“So we have less exposure to market risk than many and perhaps more exposure to skills that can add value,” he said. “We are working the portfolio very, very hard to find returns that come at lower market risk exposure and it’s as simple as that.”
The fund has returned 9.7 per cent annualised over 10 years, tracking well ahead of the fund’s benchmark target return.
The Future Fund’s performance relative to superannuation funds has become a political issue amid suggestions from the government that the sovereign wealth fund should manage a superannuation option, a push rejected by parts of the industry.

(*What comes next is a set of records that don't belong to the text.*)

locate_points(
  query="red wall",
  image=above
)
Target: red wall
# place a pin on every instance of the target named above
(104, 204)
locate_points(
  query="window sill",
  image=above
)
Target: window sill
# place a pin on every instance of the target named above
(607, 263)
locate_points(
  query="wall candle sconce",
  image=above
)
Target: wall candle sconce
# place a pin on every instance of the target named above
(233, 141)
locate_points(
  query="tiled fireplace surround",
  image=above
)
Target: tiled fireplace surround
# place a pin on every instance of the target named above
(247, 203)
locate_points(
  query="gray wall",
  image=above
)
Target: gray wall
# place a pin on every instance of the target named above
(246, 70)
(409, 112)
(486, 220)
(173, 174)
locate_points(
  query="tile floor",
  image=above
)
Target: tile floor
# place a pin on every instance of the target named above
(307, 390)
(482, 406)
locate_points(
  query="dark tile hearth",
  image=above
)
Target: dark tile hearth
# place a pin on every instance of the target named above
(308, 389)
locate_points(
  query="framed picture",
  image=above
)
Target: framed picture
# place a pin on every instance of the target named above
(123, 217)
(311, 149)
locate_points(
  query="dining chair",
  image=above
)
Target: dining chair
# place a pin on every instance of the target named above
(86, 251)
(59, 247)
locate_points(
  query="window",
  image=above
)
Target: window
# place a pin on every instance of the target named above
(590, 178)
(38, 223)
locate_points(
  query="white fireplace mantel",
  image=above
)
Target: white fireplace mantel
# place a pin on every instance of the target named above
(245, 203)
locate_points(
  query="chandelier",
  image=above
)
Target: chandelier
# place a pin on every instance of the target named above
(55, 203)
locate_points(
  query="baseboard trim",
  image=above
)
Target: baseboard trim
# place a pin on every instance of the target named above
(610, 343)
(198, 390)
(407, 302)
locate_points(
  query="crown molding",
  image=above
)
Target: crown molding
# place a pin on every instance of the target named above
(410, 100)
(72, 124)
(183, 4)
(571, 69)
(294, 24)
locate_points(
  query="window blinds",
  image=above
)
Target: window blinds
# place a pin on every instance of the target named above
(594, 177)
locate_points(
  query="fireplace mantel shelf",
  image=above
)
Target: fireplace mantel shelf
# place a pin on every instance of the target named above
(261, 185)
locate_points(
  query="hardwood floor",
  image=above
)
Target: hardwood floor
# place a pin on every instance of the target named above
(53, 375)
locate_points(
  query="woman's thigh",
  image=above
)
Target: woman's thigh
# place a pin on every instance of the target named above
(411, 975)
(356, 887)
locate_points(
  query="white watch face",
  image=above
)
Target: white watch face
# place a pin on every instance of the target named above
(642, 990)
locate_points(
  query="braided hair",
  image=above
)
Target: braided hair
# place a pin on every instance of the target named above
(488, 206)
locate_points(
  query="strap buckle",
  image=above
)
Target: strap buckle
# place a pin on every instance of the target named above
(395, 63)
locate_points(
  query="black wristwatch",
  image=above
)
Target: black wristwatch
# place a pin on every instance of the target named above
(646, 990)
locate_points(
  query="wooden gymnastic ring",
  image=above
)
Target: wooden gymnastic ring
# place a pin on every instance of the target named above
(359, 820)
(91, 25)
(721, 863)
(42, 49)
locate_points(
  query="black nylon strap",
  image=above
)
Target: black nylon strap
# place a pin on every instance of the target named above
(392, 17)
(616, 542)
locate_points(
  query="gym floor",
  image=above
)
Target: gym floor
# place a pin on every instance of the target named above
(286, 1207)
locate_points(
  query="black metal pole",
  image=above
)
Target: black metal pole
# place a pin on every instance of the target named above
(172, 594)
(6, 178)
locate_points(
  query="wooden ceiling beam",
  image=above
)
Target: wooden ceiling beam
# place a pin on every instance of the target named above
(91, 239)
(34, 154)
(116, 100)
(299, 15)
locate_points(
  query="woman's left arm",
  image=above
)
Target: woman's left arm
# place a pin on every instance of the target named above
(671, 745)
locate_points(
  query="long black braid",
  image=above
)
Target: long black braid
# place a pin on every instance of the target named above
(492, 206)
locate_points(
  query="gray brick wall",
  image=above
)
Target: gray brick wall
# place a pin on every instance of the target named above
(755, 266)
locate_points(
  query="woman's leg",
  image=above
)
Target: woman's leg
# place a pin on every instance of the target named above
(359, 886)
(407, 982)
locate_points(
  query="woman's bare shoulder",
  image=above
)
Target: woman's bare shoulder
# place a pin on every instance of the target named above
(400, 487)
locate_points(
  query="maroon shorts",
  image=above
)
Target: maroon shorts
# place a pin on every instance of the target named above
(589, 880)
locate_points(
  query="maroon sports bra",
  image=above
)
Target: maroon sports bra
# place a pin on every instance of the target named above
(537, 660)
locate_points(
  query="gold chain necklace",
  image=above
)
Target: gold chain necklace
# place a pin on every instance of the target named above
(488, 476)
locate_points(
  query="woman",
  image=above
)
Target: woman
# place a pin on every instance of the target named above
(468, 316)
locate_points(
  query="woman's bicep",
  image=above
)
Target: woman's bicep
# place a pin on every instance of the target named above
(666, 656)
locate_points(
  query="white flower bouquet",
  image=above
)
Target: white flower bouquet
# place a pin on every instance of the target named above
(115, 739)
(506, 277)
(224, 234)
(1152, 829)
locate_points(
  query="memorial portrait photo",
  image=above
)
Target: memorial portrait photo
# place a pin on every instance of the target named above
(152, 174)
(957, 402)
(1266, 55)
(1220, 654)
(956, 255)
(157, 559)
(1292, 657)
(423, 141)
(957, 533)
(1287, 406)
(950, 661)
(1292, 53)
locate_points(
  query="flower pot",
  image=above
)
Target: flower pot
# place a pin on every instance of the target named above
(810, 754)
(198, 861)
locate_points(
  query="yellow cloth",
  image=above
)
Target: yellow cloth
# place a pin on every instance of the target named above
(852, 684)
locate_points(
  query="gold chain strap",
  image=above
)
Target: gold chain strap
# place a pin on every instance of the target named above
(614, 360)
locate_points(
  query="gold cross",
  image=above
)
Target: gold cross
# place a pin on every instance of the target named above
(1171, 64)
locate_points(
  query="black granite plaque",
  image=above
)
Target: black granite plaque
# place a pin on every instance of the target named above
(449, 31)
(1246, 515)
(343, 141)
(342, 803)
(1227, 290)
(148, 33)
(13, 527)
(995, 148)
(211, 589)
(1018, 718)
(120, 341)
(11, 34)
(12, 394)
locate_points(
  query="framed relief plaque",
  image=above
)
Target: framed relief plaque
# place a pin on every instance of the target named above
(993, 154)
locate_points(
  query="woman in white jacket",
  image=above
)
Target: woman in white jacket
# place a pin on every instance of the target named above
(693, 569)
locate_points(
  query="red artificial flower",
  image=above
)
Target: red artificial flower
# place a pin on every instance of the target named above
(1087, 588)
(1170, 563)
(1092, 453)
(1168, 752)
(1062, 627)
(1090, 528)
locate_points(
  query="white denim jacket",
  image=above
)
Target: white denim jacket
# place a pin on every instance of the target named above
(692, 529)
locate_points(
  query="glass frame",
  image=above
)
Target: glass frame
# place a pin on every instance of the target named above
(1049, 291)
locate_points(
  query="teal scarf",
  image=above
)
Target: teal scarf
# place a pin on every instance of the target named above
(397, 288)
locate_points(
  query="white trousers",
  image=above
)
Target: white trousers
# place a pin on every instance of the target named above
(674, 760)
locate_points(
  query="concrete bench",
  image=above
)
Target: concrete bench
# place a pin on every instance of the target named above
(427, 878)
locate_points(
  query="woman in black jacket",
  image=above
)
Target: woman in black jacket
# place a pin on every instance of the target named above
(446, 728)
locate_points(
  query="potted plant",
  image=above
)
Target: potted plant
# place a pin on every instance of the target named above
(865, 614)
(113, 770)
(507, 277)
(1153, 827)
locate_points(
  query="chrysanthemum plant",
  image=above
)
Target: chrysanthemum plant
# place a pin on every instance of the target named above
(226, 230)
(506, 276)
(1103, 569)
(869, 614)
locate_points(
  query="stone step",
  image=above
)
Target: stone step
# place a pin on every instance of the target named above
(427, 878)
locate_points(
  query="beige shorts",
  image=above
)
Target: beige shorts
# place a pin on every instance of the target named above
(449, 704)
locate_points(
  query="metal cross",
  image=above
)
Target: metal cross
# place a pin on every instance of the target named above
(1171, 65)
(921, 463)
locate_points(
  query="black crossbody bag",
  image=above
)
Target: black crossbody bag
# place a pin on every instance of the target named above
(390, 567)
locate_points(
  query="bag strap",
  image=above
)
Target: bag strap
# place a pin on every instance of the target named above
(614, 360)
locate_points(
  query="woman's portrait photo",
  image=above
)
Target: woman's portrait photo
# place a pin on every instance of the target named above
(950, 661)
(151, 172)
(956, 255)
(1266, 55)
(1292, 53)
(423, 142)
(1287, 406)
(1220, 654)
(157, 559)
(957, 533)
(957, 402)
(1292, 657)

In a slide presentation, the Future Fund demonstrated that on a tax-adjusted basis, it had performed better than top-quartile super funds in all categories, with materially lower volatility.
The median growth fund returned 0.8 per cent for the year, according to research house Chant West.
Of the funds with a 61 per cent to 80 per cent allocation to growth assets – the funds in which most Australians would be invested – QSuper came top with an annual return of 2.8 per cent.
The super returns generated in 2018 were the lowest since 2011, but the median growth fund has notched up seven years of consecutive positive returns, averaging almost 9 per cent a year.
The biggest test last year came in the December quarter when Australian shares dropped 8.5 per cent and international shares slumped almost 13.5 per cent.
Volatility in the final quarter of 2018 led to a $1.8 billion decline in the Future Fund’s assets from $148.8 billion to $147 billion.
The Future Fund’s exposure to listed equities, which stands at 30 per cent, declined by $4 billion for the quarter, as equity markets sold off. The value of the fund’s positions in illiquid assets increased by $3.3 billion, to $61 billion. That included a $1.7 billion increase in exposure to debt securities.
Mr Costello said that he believes there is quite a bit of risk left in investment markets, although he commented the Future Fund is well positioned to meet those challenges with its portfolio positioning. “Our portfolio should outperform in periods of downturn,” Mr Costello said.
He listed some of the risks facing investors who have already grappled with a substantial decline in equity markets over the final quarter of 2018. The slowing property market in Australia is one, tighter monetary policy in the US is another, as are trade tensions between the US and China.
“The residential property market has definitely turned down in Australia’s two largest cities – Sydney and Melbourne,” Mr Costello commented. “It turned down last year and it looks as if it is continuing to turn down. That has a wealth effect.”
Mr Costello linked the slowing property market in Australia to downward revisions for economic growth. “Forecasters are revising down their economist growth forecasts and I think that’s one of the reasons for doing that,” he said.
“We see some increase in the downside risks,” Mr Costello said. “I just think that the dial has moved a little more to the risk side.”